We’d begin to congregate at a restaurant or someone’s house for dinner in smaller groups. Eventually we would all converge on one person’s house and then between 10:00 and 11:00 we’d caravan to the party. Even the car ride was fund we’d be really pumped up, happy to be with each other, listening to music and talking up a storm as we drove. If we were going to Rise or Fever, it was a warehouse party with a limited, but excellent line up of DJs. There were anywhere from 500 to 1000 people there. If we were going to a rave, then the excitement was notched up several levels and there were usually several thousand people at the party. Rise and Fever were fairs and raves were full on carnivals. We’d bring everything you need for a long night of dancing and hanging out: water bottles, candy, bubble gum, fun trippy glow toys and anything else that sounded like it might be fun to have. This kind of stuff would quickly fill up a back pack or two that we would put on the floor to mark our group and dancing space. If it was winter, the jackets would pile up on top of the backpacks.

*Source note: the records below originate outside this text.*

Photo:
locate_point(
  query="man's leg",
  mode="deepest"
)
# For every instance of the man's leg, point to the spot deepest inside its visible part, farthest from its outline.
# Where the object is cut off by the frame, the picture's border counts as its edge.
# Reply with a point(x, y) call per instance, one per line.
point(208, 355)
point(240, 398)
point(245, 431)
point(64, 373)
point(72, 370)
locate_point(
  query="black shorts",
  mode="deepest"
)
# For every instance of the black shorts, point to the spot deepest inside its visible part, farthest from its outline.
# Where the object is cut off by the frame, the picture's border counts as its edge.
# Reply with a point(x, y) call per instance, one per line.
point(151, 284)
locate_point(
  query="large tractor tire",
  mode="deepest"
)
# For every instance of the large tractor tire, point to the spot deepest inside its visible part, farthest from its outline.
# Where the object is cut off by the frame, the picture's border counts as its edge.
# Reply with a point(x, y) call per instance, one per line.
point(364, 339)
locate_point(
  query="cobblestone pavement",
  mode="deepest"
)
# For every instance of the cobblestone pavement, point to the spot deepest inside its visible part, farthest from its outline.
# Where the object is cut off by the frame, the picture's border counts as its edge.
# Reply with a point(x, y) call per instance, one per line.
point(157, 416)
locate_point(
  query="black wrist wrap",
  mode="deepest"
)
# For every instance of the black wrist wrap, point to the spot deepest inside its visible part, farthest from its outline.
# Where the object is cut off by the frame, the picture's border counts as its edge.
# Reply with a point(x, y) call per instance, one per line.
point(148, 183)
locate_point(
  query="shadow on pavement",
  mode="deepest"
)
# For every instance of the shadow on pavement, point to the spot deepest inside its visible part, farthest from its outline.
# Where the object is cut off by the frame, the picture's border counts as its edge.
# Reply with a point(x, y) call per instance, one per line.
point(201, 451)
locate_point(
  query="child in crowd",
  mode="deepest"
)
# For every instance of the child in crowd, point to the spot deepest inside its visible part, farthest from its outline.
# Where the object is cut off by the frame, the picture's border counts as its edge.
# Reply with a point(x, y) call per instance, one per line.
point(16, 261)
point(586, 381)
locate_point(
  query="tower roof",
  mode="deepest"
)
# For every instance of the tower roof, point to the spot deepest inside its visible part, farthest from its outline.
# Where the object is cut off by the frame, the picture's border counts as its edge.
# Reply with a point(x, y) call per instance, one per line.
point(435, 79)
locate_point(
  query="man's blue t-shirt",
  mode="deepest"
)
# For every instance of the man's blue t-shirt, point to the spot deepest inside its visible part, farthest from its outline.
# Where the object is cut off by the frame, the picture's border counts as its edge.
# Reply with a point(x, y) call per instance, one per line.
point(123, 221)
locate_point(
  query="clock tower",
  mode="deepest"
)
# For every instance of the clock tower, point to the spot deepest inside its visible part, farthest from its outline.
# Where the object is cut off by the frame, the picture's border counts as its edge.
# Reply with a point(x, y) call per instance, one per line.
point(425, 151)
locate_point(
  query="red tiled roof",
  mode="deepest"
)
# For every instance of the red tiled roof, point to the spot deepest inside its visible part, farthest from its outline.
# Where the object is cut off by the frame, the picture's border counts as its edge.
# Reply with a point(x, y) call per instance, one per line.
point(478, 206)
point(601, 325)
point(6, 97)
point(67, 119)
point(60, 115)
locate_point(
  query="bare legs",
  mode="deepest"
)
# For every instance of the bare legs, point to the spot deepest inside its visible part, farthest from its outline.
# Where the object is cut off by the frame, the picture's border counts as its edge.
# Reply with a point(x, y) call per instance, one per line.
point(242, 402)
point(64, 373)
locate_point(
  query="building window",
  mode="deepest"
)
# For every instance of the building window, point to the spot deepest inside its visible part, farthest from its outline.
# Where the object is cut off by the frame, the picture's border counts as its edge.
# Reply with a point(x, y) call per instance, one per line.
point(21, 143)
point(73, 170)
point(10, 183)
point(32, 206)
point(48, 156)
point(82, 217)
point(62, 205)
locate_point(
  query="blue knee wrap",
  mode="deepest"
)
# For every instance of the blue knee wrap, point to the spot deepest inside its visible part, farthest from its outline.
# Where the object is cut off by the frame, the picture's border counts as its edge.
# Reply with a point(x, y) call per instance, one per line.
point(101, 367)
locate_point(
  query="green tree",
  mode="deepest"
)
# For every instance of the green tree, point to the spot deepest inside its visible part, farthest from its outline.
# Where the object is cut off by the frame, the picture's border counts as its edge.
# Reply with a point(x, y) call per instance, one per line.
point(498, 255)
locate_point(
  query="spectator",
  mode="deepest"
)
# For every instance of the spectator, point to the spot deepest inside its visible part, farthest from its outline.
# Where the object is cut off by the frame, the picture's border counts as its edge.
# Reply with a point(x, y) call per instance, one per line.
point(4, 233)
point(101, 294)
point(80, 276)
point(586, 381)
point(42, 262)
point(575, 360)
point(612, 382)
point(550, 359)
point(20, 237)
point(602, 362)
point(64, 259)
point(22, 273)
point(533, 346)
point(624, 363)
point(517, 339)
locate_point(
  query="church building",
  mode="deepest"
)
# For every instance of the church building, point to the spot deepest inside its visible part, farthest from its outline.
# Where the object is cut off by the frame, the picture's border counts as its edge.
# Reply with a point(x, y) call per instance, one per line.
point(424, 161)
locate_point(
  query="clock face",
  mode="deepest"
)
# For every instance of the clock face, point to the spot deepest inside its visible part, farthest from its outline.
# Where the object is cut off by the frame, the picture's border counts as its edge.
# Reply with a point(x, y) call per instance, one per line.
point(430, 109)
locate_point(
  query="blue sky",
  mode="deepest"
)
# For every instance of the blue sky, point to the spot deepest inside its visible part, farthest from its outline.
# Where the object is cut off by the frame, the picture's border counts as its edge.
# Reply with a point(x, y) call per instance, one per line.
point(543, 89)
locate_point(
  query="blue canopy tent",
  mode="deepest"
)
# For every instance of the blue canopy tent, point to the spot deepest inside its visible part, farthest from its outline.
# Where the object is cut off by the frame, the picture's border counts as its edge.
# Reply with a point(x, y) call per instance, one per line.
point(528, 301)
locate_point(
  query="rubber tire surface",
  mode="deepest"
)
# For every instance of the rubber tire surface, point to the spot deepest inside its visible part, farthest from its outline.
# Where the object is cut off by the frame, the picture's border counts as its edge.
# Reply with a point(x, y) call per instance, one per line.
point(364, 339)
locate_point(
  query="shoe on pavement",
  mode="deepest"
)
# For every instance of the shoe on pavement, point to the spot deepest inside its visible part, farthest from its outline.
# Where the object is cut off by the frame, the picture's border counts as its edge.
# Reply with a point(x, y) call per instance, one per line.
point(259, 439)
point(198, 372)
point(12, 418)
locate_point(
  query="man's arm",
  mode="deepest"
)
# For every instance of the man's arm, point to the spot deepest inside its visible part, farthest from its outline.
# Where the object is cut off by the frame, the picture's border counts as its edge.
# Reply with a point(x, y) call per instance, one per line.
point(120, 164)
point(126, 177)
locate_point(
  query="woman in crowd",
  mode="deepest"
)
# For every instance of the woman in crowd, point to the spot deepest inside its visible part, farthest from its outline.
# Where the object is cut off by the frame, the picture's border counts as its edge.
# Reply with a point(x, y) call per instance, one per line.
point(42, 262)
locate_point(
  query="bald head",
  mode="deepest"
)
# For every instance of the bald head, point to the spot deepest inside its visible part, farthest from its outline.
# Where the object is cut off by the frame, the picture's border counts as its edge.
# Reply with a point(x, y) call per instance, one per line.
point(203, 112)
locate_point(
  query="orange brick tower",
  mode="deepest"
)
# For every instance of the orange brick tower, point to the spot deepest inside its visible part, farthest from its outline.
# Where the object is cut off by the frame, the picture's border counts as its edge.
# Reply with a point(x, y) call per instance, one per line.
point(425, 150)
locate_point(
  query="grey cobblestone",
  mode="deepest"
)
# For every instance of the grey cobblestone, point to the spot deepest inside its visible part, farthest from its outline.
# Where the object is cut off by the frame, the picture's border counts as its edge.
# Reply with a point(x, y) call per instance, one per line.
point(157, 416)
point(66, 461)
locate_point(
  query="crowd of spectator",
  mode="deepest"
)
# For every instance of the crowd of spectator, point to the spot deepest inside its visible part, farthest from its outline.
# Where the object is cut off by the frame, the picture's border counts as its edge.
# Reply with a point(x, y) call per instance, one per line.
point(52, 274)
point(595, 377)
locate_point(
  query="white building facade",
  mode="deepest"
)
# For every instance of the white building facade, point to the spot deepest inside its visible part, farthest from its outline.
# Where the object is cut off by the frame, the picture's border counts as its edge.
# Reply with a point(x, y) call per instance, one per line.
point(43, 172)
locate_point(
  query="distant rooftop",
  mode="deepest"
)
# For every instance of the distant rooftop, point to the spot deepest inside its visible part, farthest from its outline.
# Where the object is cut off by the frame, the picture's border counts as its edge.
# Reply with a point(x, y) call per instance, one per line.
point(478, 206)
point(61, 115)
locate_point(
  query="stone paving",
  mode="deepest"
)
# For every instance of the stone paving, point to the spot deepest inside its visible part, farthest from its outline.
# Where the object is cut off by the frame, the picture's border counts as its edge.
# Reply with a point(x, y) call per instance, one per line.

The people you’d meet at these parties ranged from the interesting to the scary. Fortunately, most of the people were pretty cool. There was a group of really young kids and then there were the tweakers, which were scarier. These people looked like that had overindulged in a variety of substances. There were the dancers who were focused on dancing above all. Sometimes they would bring baby powder to put on the floor so that their feet would slide better. (At “Glow” in Harve De Grace, Maryland, the dancing area included a few tennis courts and the baby powder made the surface much better to dance on). Others would dress up in anything ranging from costumes to complex blinking light systems. They were always fun to watch. The queens showed up at some of these events and their flamboyance was fun to watch. Many people brought fun things along with them and were generally cool and friendly. There were back rub circles and one guy brought a set of paint brushes trying to get people to submit to his (dry) paint brush facial massages.
Our crew was relatively tame in attire. It was about having a good time, but there was no need to get involved in complicated costumes. This didn’t prevent the occasional wig or goofy hat.
We’d get pretty jacked when there was a good DJ spinning. We tended to favor the techno, house and breaks DJs as well as the Jungle or Drum and Bass DJs, the latter when it was more musical than it is today. The sign of a good set was when we would get lost in the music. The intensity would build slowly but steadily for an hour or so. By this point most everyone in the club was a sweating, pulsating mass of dancing, it seemed like the DJ would have a sense of when the crowd was peaking in their frenzy when he or she would break the intensity with a track with a much lower BPM and often with blissful atmospheric qualities. This served as a break or brief respite from the next onslaught of pounding beats.
Words, at least mine, do no justice to the experience when you dance virtually all night at a rave. It is a combination of the people you are with, first and foremost, and a series of other factors. It is the mood you are in. It is the repetitive beats, smoothly waning and ebbing in both speed and intensity, which allows you to find a rhythm and stick with it for protracted periods of time. It feels like the DJ is taking you on a journey, (at the risk of sounding very corny). It is the lights and decorations in the warehouse or club. It is the sound system too. And it is so many other things.